Slashdot Mirror


Mission: Infiltrate the P2P Network

prostoalex writes "Wired News unveils the secrecy behind Overpeer, the company whose mission is to infiltrate peer-to-peer networks with low-quality audio and video files, or corrupted chunks of data which carry the same name and have the same size as originals. Apparently OverPeer even managed to procure a USPTO patent on (a) producing an advertising digital music file by deteriorating or damaging a sound quality of an original music file of a record of a cooperating record corporation; and (b) distributing the advertising digital music file through the communication network."

20 of 532 comments (clear)

  1. Re:MD5? by JimDabell · · Score: 4, Informative
    Isn't there some magical algorithm that produces an unique checksum number for a file, and if it were missing chunks wouldn't that reflect in that magical number? Don't most P2P networks use this magical MD5 checksum algorithm to ensure files aren't screwed up?

    Yes, but the client supplies the checksum. There's nothing to stop a client from sending a phony checksum.

    In any case, the checksum only really protects against things getting screwed up through the transfer - if they are screwed up to begin with, the checksum isn't going to help at all.

  2. Re:MD5? by frp001 · · Score: 2, Informative

    On the other hand checksumming is not a garanty of uniqueness : If not it would be called compression (Cool a 4 minute song on a MD5 checkum).

    --
    May I use your sig please?
  3. Stupid. by grub · · Score: 5, Informative


    It won't work well with all P2P networks. A prime example is the eDonkey network which uses a hash of each file as an identifier, not a filename/size identifier. You can rename the file to anything and the hash won't change. eMule Project is another great eDonkey network client and is open source.

    This is too little, too late, unless you're stuck on Kazaa.

    --
    Trolling is a art,
    1. Re:Stupid. by grub · · Score: 2, Informative


      How does the system ensure that the file the hash was computed from is the same file the client will be giving to other users?

      If I read your question correctly, you're referring to what's called a hash collision, that's highly unlikely. Schneier's "Applied Cryptography" has a lot of good reading on this. Parts (or "chunks" as eDonkey/eMule call them) which come in 9 MB pieces are also checked. It's a pretty sweet system. When you see a file with a lot of sources and you've gotten the file ID from a reputable source, say ShareReactor or FIleDonkey you shouldn't have any problems.

      --
      Trolling is a art,
    2. Re:Stupid. by Anonymous Coward · · Score: 1, Informative

      Your client verifies the hash of each segment of the file after its been downloaded. If overpeer uploads a corrupted segment, your client will identify that the hash is wrong and discard it, then try to download the correct segment from somebody else. The donkey clients use a very sophistocated redundancy checking system, I realy don't think overpeer will work against it.
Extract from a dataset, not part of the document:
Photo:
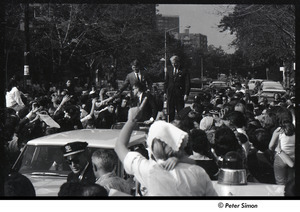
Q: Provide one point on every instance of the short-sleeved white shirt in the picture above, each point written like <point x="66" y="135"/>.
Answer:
<point x="183" y="180"/>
  4. Re:Overpeer Or Overpee-er? by hagardtroll · · Score: 2, Informative

    And this would cause people to WANT to visit their overpriced pay per use pool? I haven't bought a CD in many years. I also do not participate in P2P piracy. I find plenty of good FREE quality tunes in legitimate distribution channels. MP3.com, et al. provide me with enough legit free material. I no longer desire to spend $18.00 for a CD of bland uninteresting music the RIAA is spewing.

  5. Re:Won't Work by olethrosdc · · Score: 4, Informative

    So suppose you do a search for 'Band XYZ'
    and you get results
    BAND XYZ - I can't write a song (md5=12345)
    BAND XYZ - I cant write a song (md5=91283)

    One of them is the real and the other is the decoy. Which one is which?

    Or if they are ripped from analogue sources, they would be different.

    The md5 thing only works if all files are exactly the same.

    --

    I miss my rubber keyboard.(Homepage)

  6. Community review/link sites. by jonathan_ingram · · Score: 3, Informative

    It's not too hard to avoid low quality/bogus files. All you need is some form of rating and feedback system. ShareReactor fulfills this need for the eDonkey network, providing links to verified versions of files. I imagine it's very possible to decentralise this system significantly, or even to integrate it into the file sharing protocol itself, in order to reduce the possibility of the rating site being shut down.

  7. Re:MD5? by jetmarc · · Score: 3, Informative

    > No its not PRACTICAL...but maybe they've got some brute force per song?

    They'd need A LOT of brute force. Still today exist no two known files with same MD5 hash. You could claim the big price if you could come up with two such files!

  8. Re:It just doesn't make sense. by SN74S181 · · Score: 2, Informative

    I would like to know when this is all going to come to a head,

    Umm, it stops when the consensus model of content sharing breaks down horribly because it's entirely possible to do this kind of thing. Unless a 'centralized authority' happens along or some form of 'peer authentication' method is devised (which requires some form of centralized authority) they eventually win.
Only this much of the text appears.